Food & Drink, Ireland

Skinflint, Crane Lane, Dublin 2

As I was walking across Temple Bar with my camera, I happened to take a turn towards Dame Street from Essex Street. The alley I had chosen was in a remarkable contrast with the slick Temple Bar design shops, pubs and cafés around. I saw graffiti, piles of un-collected bin bags, and rumbling down, partly blackened walls. Against one doorframe, a chef was inhaling long puffs from his cigarette. I felt like being transferred into one of those dodgy alleyways in American police dramas and decided to memorise the street name for later research: Crane Lane, Crane, as in Frasier Crane.


But little did I know that at the same moment across Dublin, my lovely spouse was in the process of choosing Crane Lane’s restaurant as the location for a surprise Friday night outing.

The restaurant is Skinflint, where the main attraction is pizza, although the word pizzeria doesn’t describe Skinflint. The tables are old and white wooden doors covered with glass and the bar stools around them are high. On the walls, you see a collection of mis-matching pictures, and the lamps don’t have shades.

The menu has two sections: ‘pizza’ and ‘all the rest that is not pizza.’ As a starter, you can get little things to munch, but it is clear that it is pizza that sells in Skinflint. From the starters, even the tapenade and hummus are served with pizza base, and one portion would surely be enough for two before moving on to the mains.


The pizzas are ready sliced and are served on wooden and narrow boards. The massive rolls of paper on each table indicate that you are supposed to use your fingers to eat the juicy pieces of pizza. You also find some honey on each table and I strongly suggest you to give it a go: the Firebee honey is one of Skinflint’s specialities. My favourite pizza with roasted garlic confit and spinach is very garlicky – exactly as it should be – and the honey softens the taste perfectly. The pizza crust is very thin and, as it should be, crusty.

You will search Coke, Sprite or any other soft drinks in vain from the menu. Instead, Skinflint offers a big glass of perfectly sour lemonade.

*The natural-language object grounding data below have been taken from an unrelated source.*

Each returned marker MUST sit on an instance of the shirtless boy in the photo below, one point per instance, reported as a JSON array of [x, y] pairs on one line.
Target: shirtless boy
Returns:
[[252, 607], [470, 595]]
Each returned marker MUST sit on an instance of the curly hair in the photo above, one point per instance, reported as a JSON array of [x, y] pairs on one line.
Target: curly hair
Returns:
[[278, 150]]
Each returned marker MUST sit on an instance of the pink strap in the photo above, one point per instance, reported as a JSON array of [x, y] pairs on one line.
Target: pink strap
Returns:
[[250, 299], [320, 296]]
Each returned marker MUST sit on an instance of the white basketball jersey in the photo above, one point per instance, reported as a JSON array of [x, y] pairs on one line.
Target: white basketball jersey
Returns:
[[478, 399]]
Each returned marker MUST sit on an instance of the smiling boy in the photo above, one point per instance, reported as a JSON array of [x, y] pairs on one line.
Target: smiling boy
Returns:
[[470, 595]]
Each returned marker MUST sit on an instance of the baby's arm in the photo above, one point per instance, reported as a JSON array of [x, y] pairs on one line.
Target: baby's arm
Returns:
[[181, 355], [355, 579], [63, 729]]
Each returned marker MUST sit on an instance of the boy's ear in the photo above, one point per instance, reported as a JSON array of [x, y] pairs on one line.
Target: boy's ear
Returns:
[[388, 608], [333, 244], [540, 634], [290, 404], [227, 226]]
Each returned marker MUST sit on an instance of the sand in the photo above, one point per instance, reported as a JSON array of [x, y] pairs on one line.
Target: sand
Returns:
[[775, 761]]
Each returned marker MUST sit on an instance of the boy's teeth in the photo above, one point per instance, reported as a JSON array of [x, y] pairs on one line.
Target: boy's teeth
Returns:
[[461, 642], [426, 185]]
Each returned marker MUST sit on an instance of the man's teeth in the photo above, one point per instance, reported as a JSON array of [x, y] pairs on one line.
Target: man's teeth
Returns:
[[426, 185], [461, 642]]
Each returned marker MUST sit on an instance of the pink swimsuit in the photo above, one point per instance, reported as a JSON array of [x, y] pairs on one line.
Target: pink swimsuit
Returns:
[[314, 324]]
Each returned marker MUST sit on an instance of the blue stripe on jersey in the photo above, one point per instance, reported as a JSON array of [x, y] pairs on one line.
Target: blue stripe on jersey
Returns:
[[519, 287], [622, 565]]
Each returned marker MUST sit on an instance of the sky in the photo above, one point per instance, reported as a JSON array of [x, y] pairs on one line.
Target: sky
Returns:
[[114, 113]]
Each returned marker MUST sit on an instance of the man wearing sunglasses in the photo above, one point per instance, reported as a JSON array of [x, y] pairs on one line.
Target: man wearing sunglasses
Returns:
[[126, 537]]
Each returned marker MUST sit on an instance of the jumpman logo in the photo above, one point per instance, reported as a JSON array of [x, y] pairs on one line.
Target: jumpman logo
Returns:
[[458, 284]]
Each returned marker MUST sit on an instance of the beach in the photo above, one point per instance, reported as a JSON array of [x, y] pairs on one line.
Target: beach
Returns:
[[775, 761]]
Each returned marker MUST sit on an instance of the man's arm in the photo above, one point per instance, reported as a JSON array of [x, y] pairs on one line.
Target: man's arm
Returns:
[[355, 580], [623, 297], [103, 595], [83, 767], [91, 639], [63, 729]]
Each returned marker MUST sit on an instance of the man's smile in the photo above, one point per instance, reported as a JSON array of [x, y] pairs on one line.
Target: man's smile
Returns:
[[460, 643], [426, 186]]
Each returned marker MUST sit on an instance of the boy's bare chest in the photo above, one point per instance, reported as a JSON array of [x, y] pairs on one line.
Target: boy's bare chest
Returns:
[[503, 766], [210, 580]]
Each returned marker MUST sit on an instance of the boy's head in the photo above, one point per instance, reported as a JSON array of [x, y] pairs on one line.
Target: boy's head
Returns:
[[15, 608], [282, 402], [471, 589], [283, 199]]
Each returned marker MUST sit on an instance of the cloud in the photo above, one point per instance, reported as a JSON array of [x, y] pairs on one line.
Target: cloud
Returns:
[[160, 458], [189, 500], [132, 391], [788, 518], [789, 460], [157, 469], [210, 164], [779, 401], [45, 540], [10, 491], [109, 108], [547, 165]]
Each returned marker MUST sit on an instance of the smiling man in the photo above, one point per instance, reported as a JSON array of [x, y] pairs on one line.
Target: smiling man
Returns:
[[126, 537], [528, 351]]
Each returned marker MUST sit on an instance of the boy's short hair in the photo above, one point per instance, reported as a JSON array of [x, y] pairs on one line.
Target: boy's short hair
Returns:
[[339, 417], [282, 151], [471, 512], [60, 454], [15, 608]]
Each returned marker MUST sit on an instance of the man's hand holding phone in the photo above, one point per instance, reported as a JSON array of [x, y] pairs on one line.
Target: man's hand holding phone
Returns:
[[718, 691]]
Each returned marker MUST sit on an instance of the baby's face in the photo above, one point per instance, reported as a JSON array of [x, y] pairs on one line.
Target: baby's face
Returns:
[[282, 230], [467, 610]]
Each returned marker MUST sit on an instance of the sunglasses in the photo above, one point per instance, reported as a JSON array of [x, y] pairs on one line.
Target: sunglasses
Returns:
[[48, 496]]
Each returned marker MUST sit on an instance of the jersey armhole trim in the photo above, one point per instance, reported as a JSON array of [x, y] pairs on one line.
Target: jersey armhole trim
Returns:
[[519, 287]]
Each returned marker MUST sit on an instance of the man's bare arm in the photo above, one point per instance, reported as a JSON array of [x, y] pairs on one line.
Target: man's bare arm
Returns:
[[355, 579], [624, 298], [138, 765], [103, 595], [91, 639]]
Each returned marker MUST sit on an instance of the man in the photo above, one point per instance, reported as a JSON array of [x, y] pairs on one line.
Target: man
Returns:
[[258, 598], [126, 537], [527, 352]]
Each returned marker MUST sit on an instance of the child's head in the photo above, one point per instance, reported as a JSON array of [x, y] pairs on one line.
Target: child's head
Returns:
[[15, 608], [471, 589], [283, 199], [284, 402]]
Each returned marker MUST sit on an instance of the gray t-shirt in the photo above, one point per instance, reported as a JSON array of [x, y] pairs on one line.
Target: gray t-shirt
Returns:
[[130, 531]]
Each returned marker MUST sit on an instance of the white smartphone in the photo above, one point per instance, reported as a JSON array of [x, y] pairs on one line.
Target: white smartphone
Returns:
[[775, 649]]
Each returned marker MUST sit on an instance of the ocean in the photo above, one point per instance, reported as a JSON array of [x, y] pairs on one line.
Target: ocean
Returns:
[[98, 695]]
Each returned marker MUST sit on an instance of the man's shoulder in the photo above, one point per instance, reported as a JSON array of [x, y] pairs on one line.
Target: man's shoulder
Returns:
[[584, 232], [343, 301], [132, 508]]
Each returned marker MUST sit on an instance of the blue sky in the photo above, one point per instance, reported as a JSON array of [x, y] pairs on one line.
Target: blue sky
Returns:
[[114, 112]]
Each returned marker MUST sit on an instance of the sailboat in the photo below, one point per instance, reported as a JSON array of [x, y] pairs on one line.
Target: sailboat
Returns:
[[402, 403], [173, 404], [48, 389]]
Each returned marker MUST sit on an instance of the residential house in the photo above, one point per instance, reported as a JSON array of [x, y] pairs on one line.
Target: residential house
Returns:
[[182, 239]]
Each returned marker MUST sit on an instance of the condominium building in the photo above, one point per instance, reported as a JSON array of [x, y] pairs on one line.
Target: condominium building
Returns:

The house wine is also a good option, for 9 euros you get 2 glasses, or for 11 euros a small carafe. The red wine is full-bodied and spicy and goes nicely with the pizzas. There are also beers on offer, and for a thirstier lot I suggest a can of Heineken to wash down the pizza. But if you are fussy with your beers, visit Dublin’s first pub brewery Porterhouse just around the corner for a dessert beverage.

The atmosphere in Skinflint is casual, and although the music choice seems to be from a soundtrack for a gangsta rapper biopic, the clientele includes families, couples and groups of friends from varying ages – although, this is not a place where I’d take my grandmother.

Skinflint is really worth its name: a dinner with one starter and two pizzas, carafe of wine and a lemonade cost 35€ in total. Highly recommended for all you skinflints out there!